While Ashland residents wait the arrival of ballots for the Nov. 3 Special Election, stakeholders continue making their arguments over the fate of Ashland's prepared food and beverage tax.
While Ashland residents waited for the arrival of ballots for the Nov. 3 special election, stakeholders continue making their arguments over the fate of the city's prepared food and beverage tax.
Ballot measure 15-95 proposes extending Ashland's 5 percent food and beverage tax until 2030. Eighty percent of funds collected are used to pay off an existing debt on the city's wastewater treatment plant, while the remaining 20 percent is used to acquire open space to build parklands.
At a community forum on Saturday, local restaurant workers argued to end the prepared food tax, referred to as the meals tax, while political leaders asked voters to extend the tax another two decades. Ashland's chapter of the League of Women Voters and the Daily Tidings hosted the event, held at Southern Oregon University.
City Councilor Greg Lemhouse argued for extnding the tax, calling it a necessary measure amid rising utility rates. If the measure falls, the city would have to find other means of repaying the debt on the wastewater treatment plant, Lemhouse said.
"I think we have to say (the tax) has worked. We're paying off the debt we must pay," Lemhouse told the crowd of around 50.
The meals tax is scheduled to expire on Dec. 31, 2010. With debt on the treatment plant not scheduled for repayment until 2020, the yearly loan payments would likely come in the form of a rate hike on residents' sewer bills, Lemhouse said.
"I would rather let people have the option of how to spend their money," he said, "than for them to have to pay a sewer tax increase of 60 percent. People decide where to spend their money and how to spend their money, so let's let restaurants compete for that."
Denise Daehler, owner of Liquid Assets Wine Bar, sees it differently. Daehler is concerned the meals tax discourages visitors from dining in town, who instead are taking their business dollars out of the community. Neighboring towns have taken away from Ashland's yearly tourist revenue, Daehler said, since the tax was enacted in 1993.
"Ashland now competes with the whole valley for tourism dollars," she said.
Former mayor Cathy Shaw is a long-time proponent of the meals tax. Shaw said the tax is "a question of equity," adding that it is practical to collect tax revenue from tourists who eat and drink while visiting town. She also credited the 20 percent-earmark with increasing public parkland throughout town — land purchased through meals tax revenue.
The meals tax has drawn sharp criticism from several restaurant owners across town. Fifteen owners formed a political action committee in August, in a collaborative effort to see the tax sunset when its term expires next year. Among those members is Lark's Home Kitchen Cuisine, located within the Ashland Springs Hotel downtown.
Hotel food director Ava DeRosier joined Daehler on Saturday in arguing against an extension of the meals tax.
DeRosier said that, in a sluggish economy, the 5 percent tax is discouraging out of town residents from dining there, and forcing the restaurant to lay off workers.

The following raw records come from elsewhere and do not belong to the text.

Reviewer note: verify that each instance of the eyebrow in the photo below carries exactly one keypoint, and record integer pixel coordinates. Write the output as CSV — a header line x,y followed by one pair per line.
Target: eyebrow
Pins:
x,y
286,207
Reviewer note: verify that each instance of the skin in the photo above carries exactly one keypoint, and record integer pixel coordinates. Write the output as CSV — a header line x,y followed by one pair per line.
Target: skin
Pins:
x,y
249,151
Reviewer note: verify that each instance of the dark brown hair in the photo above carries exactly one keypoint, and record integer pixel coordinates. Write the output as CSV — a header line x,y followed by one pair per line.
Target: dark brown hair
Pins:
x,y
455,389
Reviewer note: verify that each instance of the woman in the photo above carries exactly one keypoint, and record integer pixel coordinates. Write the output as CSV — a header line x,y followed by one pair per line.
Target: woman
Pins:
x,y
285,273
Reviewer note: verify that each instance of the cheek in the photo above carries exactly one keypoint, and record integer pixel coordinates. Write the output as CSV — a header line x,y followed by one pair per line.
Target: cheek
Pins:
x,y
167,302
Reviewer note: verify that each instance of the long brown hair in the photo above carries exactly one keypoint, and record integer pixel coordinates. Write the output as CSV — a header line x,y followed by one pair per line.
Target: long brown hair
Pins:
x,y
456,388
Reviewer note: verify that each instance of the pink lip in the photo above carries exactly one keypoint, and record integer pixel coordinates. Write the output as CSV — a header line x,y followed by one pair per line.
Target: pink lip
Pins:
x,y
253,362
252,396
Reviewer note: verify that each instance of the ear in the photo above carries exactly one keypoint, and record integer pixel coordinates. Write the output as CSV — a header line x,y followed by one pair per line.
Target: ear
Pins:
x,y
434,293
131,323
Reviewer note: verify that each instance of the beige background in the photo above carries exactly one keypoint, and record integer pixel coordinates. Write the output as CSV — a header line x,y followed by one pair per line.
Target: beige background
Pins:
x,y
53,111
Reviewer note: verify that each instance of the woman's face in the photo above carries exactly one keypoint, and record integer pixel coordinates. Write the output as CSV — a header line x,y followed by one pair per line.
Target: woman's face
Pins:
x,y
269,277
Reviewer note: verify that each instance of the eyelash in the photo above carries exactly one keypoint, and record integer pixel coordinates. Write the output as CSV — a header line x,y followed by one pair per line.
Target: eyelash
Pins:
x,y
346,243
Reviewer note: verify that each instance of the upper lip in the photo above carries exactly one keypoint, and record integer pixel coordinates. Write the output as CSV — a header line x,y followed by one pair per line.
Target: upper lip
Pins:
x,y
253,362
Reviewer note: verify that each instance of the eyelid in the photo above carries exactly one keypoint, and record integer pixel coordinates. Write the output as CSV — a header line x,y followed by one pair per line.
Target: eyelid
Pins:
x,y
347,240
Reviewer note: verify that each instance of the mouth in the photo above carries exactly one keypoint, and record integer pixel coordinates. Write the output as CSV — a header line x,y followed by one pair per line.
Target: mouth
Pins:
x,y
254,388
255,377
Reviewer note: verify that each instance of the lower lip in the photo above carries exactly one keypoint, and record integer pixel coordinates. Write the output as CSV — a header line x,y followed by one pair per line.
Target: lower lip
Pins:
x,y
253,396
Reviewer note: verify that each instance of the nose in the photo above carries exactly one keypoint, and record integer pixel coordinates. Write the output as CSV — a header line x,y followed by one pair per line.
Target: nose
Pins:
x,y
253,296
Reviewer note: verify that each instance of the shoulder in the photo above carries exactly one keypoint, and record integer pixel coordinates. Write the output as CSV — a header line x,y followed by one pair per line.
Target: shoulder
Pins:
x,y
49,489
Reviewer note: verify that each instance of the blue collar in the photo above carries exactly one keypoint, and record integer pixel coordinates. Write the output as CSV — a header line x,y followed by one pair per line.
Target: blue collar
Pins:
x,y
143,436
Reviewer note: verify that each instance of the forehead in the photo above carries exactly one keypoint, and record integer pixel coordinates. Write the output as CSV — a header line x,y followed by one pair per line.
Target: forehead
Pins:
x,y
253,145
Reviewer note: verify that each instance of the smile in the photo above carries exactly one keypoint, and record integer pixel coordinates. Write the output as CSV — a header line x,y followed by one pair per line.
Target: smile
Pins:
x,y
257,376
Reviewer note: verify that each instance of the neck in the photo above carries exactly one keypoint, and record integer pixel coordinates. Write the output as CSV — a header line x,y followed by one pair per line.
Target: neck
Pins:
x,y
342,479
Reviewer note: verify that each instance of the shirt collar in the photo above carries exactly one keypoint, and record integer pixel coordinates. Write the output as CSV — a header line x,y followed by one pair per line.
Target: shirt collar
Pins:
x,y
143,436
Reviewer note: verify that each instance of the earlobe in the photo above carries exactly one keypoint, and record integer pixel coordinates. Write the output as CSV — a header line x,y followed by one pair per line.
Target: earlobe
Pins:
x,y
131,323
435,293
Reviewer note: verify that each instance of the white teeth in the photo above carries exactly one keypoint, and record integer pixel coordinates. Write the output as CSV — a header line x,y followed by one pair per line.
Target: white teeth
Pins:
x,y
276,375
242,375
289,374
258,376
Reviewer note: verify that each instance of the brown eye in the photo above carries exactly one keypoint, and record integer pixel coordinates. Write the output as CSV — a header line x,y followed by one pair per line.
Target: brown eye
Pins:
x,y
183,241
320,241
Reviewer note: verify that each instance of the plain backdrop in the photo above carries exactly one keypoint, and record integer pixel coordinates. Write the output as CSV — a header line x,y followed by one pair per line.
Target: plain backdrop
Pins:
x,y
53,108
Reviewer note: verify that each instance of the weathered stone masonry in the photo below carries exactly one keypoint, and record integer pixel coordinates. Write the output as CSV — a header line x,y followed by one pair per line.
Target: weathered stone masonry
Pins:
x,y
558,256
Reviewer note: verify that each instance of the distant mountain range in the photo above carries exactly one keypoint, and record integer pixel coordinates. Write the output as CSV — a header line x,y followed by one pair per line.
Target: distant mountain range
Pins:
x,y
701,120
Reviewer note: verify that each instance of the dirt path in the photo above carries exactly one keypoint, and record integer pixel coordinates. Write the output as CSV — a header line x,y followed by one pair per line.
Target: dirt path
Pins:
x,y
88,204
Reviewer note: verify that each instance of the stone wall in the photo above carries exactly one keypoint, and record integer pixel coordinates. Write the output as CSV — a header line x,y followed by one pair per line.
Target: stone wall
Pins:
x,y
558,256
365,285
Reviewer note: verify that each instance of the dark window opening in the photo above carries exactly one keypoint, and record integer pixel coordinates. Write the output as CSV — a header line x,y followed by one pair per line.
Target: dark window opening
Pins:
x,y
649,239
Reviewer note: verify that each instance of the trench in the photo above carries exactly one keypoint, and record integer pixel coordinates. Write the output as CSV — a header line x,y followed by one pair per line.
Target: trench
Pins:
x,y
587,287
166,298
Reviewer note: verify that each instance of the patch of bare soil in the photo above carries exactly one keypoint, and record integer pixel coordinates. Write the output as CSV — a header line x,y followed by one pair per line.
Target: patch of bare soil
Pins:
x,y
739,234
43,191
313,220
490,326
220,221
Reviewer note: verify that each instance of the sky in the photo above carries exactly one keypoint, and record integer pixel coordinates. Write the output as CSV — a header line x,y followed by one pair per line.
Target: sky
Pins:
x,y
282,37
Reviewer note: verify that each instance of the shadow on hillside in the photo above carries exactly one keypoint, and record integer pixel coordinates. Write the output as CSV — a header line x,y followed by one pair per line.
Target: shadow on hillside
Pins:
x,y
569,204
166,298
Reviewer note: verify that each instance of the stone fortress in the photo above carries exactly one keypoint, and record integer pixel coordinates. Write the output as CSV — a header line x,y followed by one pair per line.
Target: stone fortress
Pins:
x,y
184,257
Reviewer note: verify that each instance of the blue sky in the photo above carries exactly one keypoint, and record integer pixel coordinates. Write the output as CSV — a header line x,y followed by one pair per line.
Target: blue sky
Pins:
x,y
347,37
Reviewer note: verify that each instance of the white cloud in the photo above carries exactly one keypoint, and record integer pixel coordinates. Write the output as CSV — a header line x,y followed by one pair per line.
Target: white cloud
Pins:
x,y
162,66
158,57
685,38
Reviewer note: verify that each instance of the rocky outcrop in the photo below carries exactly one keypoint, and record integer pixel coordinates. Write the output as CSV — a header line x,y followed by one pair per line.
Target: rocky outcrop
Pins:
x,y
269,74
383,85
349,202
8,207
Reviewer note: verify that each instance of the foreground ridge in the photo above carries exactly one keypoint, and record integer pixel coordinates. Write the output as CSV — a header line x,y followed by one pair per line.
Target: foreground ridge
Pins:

"People are discouraged when they're handed their bill and see an extra amount they didn't expect to have," she said. "I do think we've put ourselves in a position where we're asking people not to come here, or only asking people who have enough money to come here to do so."
League of Women Voters representatives held the discussion to find common ground on a polarizing issue. At the forum, audience members were split into groups. Members of each group briefly discussed the priorities and values that guided their feelings on the measure.
Though advocates for and against the measure left the meeting as divided on the issue as before, they did agree voters should be fully informed of the implications — whether the tax is extended or allowed to expire — before voting.